Already shaking her head.
Already breaking.
“That’s so much fucking worse, Daniel.”
He didn’t try to argue.
He just stood there, shoulders hunched, like he wanted to rip himself out of his skin. The shame rolling off him in waves.
But it didn’t matter.
Because no matter how much it hurt him now—
It had already destroyed her.
══════════════════
The guest room was dim, lit only by the soft glow of the bedside lamp and the light bleeding in from the hallway.
Mia and James were at their cooking class—the one with wine and mess and music, the kind Hannah had once suggested to Daniel, back when she still believed in that kind of together.
She sat on the edge of the narrow bed, suitcase still zipped at her feet. Her hands were clasped in her lap, but her fingers wouldn’t stop moving—pressing against each other, curling, uncurling.

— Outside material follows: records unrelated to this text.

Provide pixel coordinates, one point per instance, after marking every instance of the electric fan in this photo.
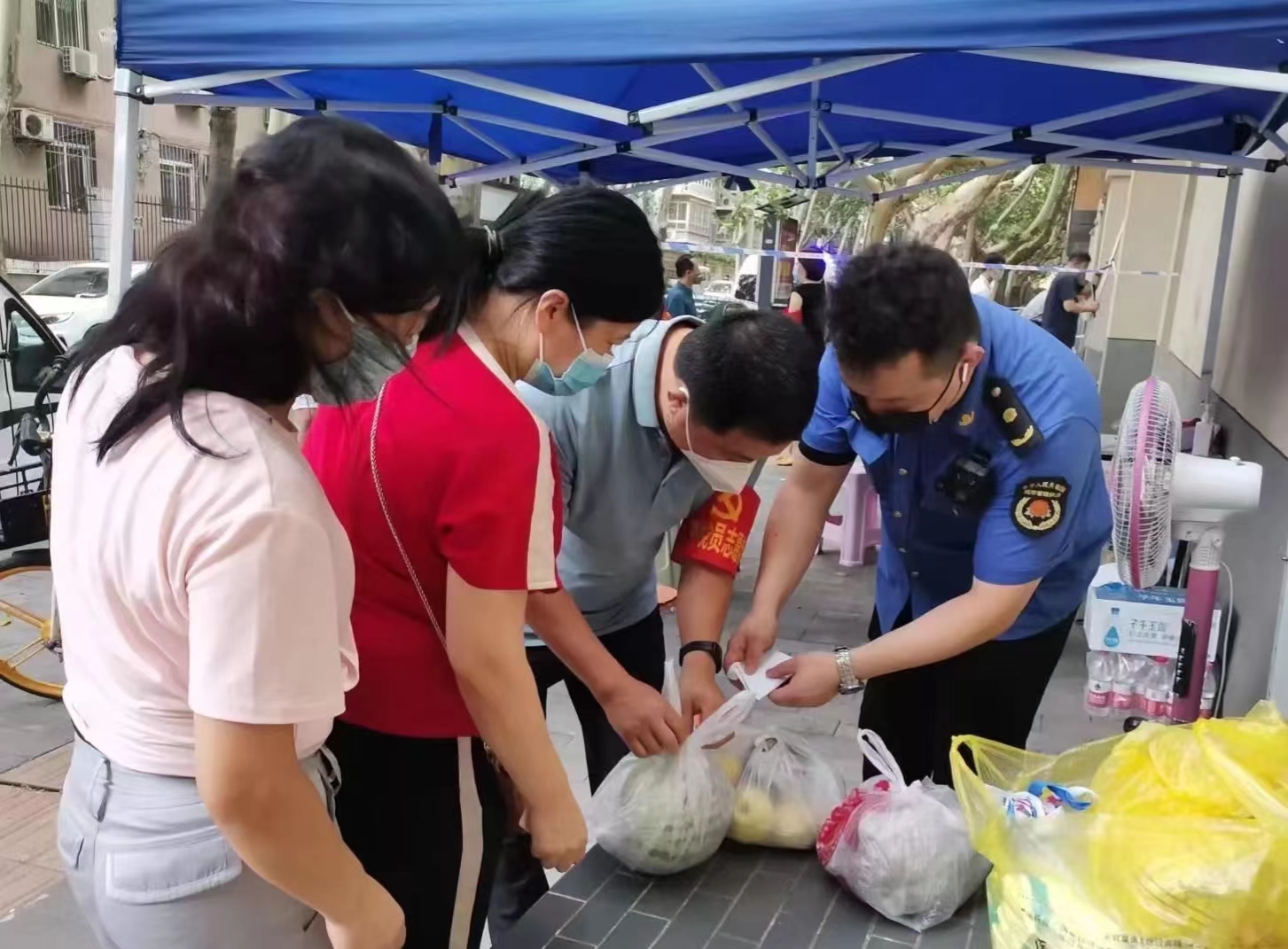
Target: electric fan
(1160, 494)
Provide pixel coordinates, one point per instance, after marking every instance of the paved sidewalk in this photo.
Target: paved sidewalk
(831, 608)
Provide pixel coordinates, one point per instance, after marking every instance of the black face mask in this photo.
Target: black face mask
(893, 423)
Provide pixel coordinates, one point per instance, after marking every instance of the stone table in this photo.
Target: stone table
(744, 898)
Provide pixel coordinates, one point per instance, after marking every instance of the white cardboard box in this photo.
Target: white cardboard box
(1120, 618)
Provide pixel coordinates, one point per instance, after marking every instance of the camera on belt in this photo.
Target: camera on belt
(969, 482)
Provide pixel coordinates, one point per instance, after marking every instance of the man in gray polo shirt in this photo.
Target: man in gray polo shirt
(673, 435)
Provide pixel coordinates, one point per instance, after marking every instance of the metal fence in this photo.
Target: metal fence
(157, 219)
(33, 226)
(30, 229)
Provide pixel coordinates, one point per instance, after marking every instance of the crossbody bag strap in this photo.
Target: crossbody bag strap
(389, 520)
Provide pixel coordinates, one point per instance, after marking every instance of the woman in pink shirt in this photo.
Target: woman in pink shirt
(202, 581)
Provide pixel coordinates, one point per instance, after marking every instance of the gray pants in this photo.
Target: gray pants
(151, 871)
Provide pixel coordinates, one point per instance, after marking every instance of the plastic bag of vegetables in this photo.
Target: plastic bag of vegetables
(667, 813)
(901, 847)
(786, 793)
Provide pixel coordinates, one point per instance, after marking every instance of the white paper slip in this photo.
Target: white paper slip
(758, 682)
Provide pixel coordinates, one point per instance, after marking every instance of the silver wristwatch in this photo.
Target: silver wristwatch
(850, 684)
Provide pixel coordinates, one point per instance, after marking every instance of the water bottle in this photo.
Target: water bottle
(1207, 701)
(1122, 696)
(1158, 690)
(1097, 698)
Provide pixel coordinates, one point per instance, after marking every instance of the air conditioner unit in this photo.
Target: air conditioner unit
(34, 127)
(80, 62)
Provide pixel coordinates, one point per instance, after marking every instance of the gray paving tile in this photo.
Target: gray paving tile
(696, 922)
(953, 934)
(594, 921)
(667, 894)
(540, 923)
(847, 923)
(730, 869)
(758, 906)
(585, 878)
(636, 931)
(893, 931)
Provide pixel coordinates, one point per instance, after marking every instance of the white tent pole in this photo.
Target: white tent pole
(1077, 159)
(568, 103)
(770, 84)
(714, 167)
(951, 179)
(1220, 272)
(710, 77)
(488, 119)
(1228, 76)
(125, 167)
(289, 88)
(986, 142)
(812, 161)
(151, 90)
(1097, 144)
(667, 183)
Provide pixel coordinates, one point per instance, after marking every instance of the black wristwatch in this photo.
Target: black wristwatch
(711, 650)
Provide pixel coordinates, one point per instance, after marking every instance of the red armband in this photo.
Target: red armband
(716, 533)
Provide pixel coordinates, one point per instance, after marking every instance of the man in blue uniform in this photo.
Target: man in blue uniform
(981, 434)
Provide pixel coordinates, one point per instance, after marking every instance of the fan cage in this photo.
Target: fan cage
(1140, 482)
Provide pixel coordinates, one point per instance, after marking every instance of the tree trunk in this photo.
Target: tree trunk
(1048, 221)
(938, 226)
(223, 144)
(1023, 183)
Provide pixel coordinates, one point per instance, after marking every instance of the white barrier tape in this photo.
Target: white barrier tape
(815, 255)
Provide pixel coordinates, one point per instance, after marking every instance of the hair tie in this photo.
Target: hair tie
(494, 245)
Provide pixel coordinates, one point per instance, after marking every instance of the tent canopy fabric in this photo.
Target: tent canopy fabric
(509, 82)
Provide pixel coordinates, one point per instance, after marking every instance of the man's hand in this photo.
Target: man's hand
(815, 681)
(699, 694)
(643, 719)
(755, 636)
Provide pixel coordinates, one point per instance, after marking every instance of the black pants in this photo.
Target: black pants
(992, 690)
(426, 823)
(642, 652)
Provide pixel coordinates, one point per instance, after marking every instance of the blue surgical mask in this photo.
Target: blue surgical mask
(588, 369)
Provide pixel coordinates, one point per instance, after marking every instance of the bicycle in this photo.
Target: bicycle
(26, 577)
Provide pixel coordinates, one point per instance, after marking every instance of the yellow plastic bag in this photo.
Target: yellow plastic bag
(1188, 840)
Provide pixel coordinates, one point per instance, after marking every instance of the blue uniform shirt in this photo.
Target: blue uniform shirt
(1049, 511)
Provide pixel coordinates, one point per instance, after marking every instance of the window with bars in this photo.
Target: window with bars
(178, 183)
(62, 22)
(71, 167)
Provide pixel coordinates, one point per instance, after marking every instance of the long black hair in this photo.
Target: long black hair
(324, 205)
(590, 242)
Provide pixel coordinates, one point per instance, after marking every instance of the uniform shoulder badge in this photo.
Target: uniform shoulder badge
(1038, 505)
(1018, 425)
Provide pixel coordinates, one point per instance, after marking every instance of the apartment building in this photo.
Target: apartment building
(56, 144)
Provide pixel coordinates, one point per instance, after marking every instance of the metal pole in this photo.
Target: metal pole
(1219, 276)
(125, 164)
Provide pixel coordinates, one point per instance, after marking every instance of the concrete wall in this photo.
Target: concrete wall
(91, 103)
(1250, 398)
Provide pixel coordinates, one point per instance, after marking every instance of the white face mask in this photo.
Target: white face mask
(722, 475)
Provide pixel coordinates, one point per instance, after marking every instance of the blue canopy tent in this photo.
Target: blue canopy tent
(636, 94)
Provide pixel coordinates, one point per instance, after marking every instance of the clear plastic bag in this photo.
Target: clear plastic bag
(667, 813)
(901, 847)
(786, 793)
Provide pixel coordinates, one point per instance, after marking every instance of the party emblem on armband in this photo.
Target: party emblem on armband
(1038, 506)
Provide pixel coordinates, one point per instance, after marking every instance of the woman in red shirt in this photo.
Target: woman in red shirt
(449, 488)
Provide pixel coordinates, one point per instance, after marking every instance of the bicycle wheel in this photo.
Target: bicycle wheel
(30, 650)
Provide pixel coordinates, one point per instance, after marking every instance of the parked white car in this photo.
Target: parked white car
(71, 300)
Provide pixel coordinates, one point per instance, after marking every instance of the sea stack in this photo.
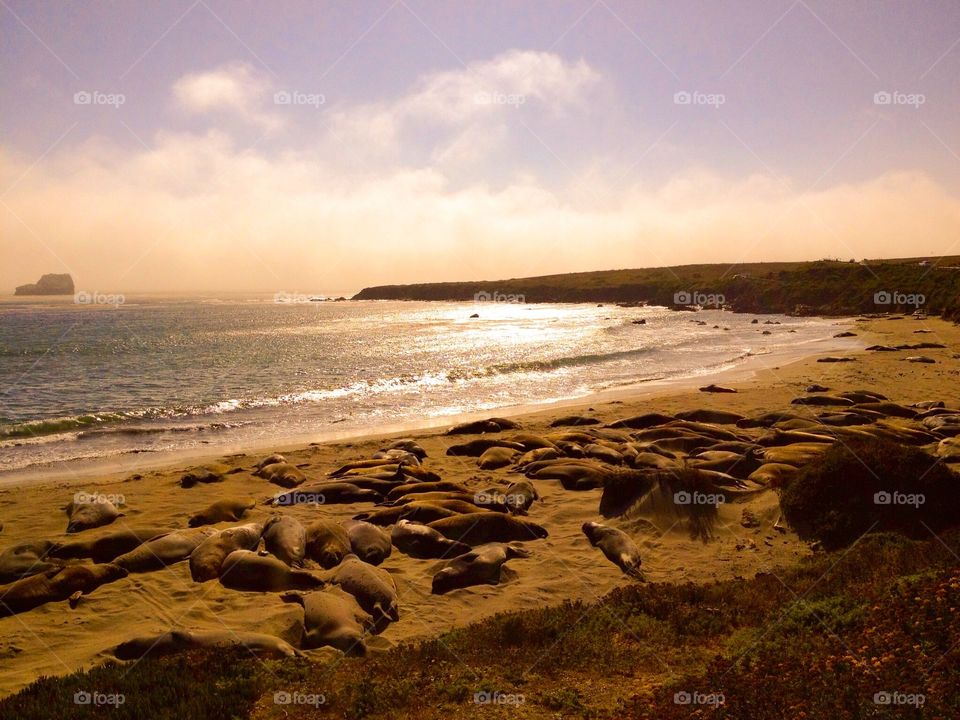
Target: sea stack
(49, 284)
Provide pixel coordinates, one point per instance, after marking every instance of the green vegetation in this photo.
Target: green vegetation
(820, 639)
(826, 287)
(871, 484)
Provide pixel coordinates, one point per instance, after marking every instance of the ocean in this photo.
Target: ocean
(170, 373)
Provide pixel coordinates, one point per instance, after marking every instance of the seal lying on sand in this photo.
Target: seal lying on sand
(55, 585)
(374, 589)
(332, 618)
(164, 550)
(93, 511)
(176, 641)
(478, 567)
(285, 538)
(422, 541)
(246, 570)
(327, 543)
(367, 541)
(24, 560)
(617, 546)
(221, 511)
(481, 528)
(107, 548)
(207, 559)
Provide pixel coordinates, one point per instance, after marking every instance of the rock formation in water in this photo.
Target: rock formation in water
(49, 284)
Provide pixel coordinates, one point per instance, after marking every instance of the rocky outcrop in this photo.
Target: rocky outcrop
(49, 284)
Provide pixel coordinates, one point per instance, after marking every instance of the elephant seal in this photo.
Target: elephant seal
(176, 641)
(367, 541)
(165, 550)
(574, 420)
(55, 585)
(481, 528)
(283, 474)
(286, 538)
(496, 457)
(618, 547)
(477, 567)
(24, 560)
(246, 570)
(326, 493)
(108, 547)
(476, 448)
(327, 543)
(270, 460)
(642, 422)
(200, 475)
(221, 511)
(88, 511)
(774, 475)
(373, 588)
(719, 417)
(207, 558)
(332, 618)
(419, 488)
(717, 388)
(423, 542)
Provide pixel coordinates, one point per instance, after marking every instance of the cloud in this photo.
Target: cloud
(235, 89)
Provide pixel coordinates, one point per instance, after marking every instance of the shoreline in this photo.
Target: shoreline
(114, 467)
(562, 567)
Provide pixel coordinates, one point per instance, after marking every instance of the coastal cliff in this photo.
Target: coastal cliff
(49, 284)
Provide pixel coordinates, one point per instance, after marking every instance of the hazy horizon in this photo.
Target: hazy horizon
(205, 146)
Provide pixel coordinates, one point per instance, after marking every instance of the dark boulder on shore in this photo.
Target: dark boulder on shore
(49, 284)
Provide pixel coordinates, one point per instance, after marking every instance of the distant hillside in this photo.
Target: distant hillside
(825, 287)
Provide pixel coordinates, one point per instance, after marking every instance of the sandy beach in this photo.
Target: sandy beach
(54, 639)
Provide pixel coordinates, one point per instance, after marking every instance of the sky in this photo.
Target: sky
(206, 145)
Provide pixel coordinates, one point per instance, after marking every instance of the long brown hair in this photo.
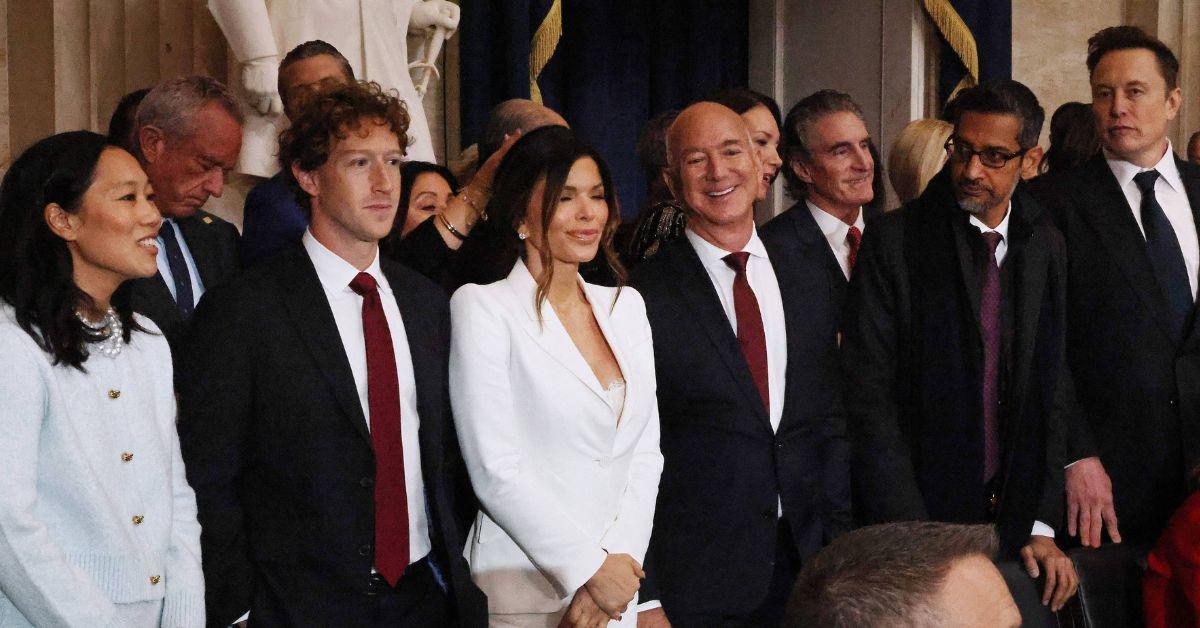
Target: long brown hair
(546, 154)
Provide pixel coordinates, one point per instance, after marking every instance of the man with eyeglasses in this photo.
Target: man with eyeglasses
(953, 345)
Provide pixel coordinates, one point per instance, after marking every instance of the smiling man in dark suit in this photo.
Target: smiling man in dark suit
(756, 464)
(829, 172)
(315, 418)
(1129, 219)
(954, 341)
(187, 135)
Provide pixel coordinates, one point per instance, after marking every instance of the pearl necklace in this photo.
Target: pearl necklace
(112, 330)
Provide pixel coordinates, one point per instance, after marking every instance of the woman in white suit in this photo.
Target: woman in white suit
(552, 386)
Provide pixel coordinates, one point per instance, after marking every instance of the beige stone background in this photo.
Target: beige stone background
(64, 64)
(1050, 47)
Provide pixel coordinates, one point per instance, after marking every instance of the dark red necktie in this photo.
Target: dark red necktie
(855, 239)
(989, 321)
(383, 401)
(751, 336)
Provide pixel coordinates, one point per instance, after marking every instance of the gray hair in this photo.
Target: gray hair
(885, 575)
(172, 106)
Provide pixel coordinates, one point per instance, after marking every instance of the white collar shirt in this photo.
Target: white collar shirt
(335, 275)
(762, 281)
(835, 232)
(1171, 196)
(1002, 229)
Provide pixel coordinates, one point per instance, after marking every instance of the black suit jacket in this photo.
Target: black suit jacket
(713, 545)
(796, 228)
(214, 246)
(279, 452)
(1138, 383)
(912, 356)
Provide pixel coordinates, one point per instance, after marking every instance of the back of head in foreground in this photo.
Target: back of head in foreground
(907, 574)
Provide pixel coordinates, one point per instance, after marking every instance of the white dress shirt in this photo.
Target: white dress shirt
(335, 275)
(835, 231)
(762, 281)
(1002, 229)
(1174, 199)
(165, 265)
(1039, 527)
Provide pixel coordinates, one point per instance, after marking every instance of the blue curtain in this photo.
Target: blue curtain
(617, 64)
(991, 23)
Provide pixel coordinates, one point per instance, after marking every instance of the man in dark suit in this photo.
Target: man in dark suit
(1129, 220)
(756, 464)
(829, 172)
(271, 217)
(954, 340)
(315, 414)
(187, 135)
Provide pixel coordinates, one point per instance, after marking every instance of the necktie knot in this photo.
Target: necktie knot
(993, 240)
(737, 261)
(1145, 181)
(853, 237)
(364, 283)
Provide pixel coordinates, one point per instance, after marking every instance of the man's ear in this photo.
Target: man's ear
(801, 169)
(1031, 162)
(153, 141)
(61, 222)
(307, 179)
(671, 183)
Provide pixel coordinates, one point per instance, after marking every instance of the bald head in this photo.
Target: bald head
(714, 171)
(513, 115)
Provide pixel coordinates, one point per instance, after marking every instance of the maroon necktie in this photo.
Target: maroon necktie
(383, 401)
(751, 338)
(989, 321)
(855, 239)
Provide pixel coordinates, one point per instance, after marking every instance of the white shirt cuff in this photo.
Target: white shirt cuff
(1042, 530)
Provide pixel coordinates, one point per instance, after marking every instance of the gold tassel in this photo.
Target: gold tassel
(959, 36)
(543, 47)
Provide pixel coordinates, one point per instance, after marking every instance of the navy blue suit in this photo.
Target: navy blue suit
(270, 222)
(715, 530)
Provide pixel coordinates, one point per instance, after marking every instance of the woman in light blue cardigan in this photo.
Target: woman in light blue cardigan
(97, 522)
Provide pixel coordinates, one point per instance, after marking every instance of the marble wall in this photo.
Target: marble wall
(1050, 45)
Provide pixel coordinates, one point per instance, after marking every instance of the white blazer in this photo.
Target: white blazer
(559, 479)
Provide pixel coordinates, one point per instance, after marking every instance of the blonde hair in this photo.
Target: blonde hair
(917, 155)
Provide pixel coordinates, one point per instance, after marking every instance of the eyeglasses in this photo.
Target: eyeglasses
(990, 157)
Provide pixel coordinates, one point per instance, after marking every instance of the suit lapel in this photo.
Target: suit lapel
(1107, 209)
(427, 365)
(1029, 253)
(815, 246)
(549, 333)
(196, 234)
(309, 307)
(701, 297)
(601, 307)
(1192, 185)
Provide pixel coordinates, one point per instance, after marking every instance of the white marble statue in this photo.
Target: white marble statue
(370, 33)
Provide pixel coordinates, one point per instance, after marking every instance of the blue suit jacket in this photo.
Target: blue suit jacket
(270, 222)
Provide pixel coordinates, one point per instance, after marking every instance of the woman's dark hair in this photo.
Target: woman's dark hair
(742, 100)
(408, 173)
(546, 154)
(36, 269)
(1073, 138)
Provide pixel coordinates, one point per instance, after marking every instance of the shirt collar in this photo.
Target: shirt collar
(1002, 228)
(336, 274)
(832, 226)
(1167, 169)
(714, 256)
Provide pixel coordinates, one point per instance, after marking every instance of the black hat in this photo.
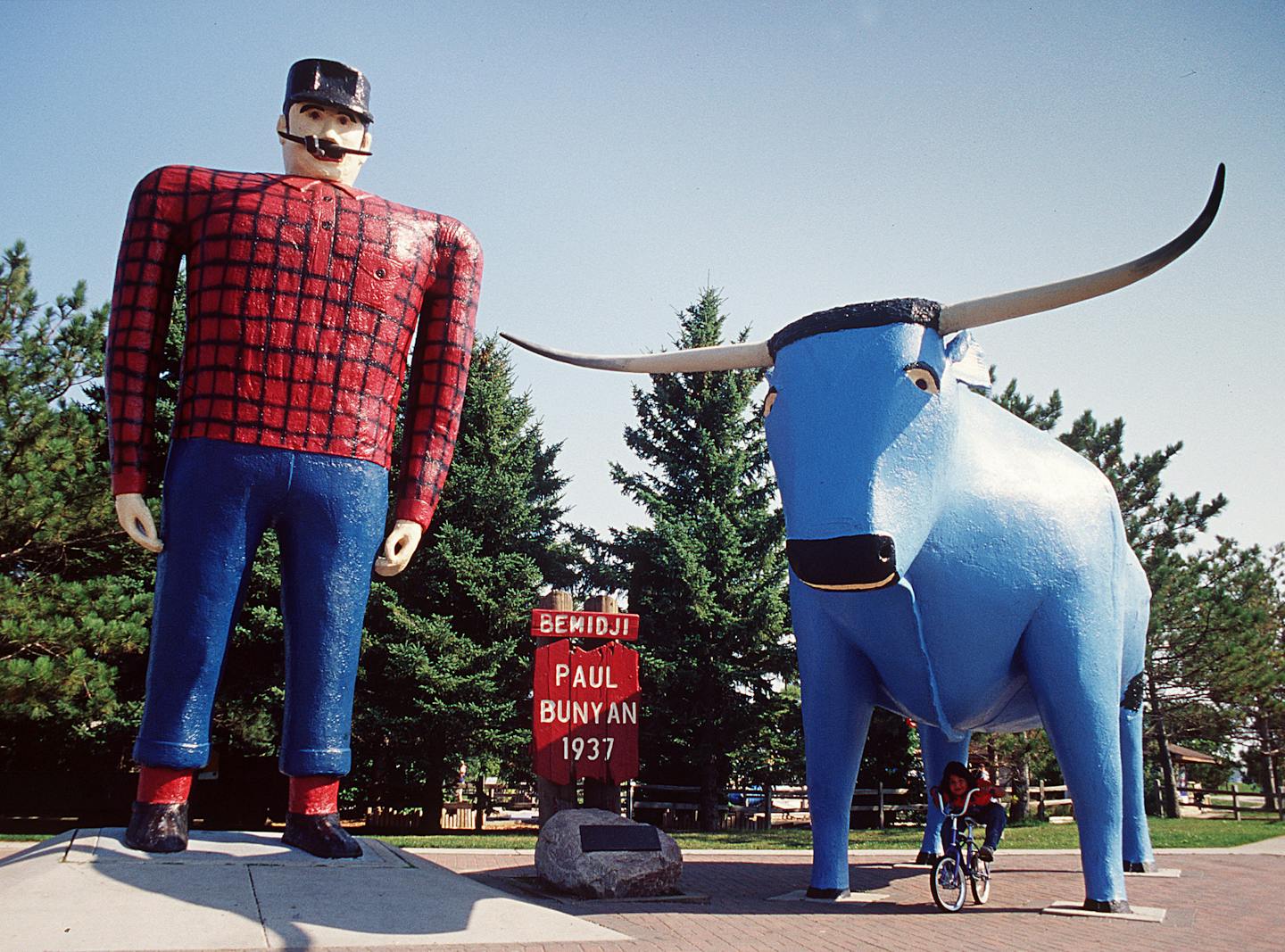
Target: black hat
(327, 82)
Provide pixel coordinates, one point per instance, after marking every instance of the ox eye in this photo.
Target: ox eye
(923, 377)
(768, 401)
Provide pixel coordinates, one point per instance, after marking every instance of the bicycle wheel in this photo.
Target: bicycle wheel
(949, 884)
(981, 881)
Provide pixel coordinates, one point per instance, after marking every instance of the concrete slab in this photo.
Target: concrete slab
(248, 892)
(46, 904)
(800, 896)
(1139, 914)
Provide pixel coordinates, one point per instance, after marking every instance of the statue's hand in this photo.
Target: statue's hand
(135, 518)
(400, 545)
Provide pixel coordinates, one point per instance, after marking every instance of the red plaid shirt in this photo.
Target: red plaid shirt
(303, 297)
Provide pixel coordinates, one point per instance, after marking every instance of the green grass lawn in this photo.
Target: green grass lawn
(1031, 835)
(1165, 834)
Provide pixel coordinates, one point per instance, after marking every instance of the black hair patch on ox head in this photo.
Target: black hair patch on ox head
(872, 314)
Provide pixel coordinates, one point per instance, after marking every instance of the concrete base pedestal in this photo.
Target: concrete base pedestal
(247, 890)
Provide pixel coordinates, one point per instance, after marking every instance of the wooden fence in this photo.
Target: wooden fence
(1239, 803)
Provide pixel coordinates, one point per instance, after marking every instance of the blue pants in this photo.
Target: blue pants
(992, 815)
(329, 516)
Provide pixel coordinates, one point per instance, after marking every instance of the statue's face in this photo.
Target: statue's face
(326, 122)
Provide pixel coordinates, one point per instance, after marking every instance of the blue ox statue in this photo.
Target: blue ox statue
(949, 561)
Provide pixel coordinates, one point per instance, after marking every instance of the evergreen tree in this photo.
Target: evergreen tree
(446, 658)
(1156, 526)
(1218, 649)
(70, 621)
(709, 575)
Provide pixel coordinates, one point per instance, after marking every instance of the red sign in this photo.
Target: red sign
(584, 715)
(616, 625)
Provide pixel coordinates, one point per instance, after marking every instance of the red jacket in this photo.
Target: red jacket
(986, 791)
(303, 297)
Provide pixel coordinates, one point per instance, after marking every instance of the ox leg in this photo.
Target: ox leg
(837, 690)
(1136, 846)
(1074, 676)
(937, 753)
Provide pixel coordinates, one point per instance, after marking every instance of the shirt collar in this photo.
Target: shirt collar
(307, 184)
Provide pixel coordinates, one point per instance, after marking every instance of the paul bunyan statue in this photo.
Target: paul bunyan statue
(305, 295)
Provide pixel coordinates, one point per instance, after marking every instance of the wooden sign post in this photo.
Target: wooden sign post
(584, 706)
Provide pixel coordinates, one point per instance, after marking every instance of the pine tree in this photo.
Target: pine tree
(1220, 651)
(709, 575)
(70, 621)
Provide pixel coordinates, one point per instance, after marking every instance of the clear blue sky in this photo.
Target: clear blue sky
(616, 157)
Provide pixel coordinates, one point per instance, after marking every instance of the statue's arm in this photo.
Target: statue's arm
(146, 270)
(135, 518)
(438, 376)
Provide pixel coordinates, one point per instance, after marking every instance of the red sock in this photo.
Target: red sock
(315, 796)
(163, 785)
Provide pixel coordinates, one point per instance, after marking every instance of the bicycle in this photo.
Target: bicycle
(958, 862)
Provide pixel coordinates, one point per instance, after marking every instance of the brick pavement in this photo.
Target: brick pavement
(1221, 902)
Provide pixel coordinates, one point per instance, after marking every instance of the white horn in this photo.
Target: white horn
(694, 360)
(1001, 307)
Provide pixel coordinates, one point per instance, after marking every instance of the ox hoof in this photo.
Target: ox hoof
(320, 835)
(157, 828)
(832, 894)
(1107, 906)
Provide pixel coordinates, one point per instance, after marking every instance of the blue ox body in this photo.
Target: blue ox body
(954, 564)
(948, 560)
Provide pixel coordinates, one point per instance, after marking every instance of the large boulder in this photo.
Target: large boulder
(563, 864)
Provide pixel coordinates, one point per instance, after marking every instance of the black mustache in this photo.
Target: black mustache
(321, 148)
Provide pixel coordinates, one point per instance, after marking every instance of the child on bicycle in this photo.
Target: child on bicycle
(984, 808)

The silence wasn’t peaceful.
It was heavy. Stretched thin.
Daniel’s voice still echoed in her head, like a ghost that didn’t know it was dead.
Seven.
Back office.
Showers.
Hair.
Her mouth.
His hands.
Hannah pressed her knuckles against her sternum like she could dig the memories out.
The room around her smelled faintly like lavender. Mia had left out a fresh towel. A small vase of wildflowers sat on the dresser. Everything here was soft. Safe. Kind.
And none of it belonged to her.
Her breath caught.
She hadn’t want to cry in front of Daniel.
But now, alone in someone else’s guest room—someone else’s life—her vision swam.
She blinked hard.
The images were too clear. The way Daniel had touched Sienna. The way he used to touch her .
She’d once been the only person who knew those parts of him.
Now they were just... shared. Worn.
Her fists clenched in her lap.
He had worshipped her. Had learned her body like a language.
And then he’d given it away.
Not with love.
Just with want.
Thoughtless. Empty.
She breathed in sharply through her nose.
This had to be the last time. The last time she curled up in the aftershocks of him. The last time she let herself feel this—this ache, this hollow, this version of grief that felt more like humiliation.
This was who she was now.
Not a wife. Not someone’s forever.
Just a woman sitting in a guest room with her heart in shreds and a suitcase full of clean clothes and old ghosts.
She glanced at her phone on the nightstand. It was still where she’d dropped it after coming in. The screen dark. No new notifications.
She stared at it for a long moment before picking it up.
She opened Contacts. Scrolled down.
Gym Guy .
She tapped the name. Her thumb hovered over the keyboard.
She didn’t know what she was doing. She didn’t know if it would make anything better.
But she needed to stop letting Daniel be the only story she ever told.
She typed:
You up? I think I’m ready for uncomplicated.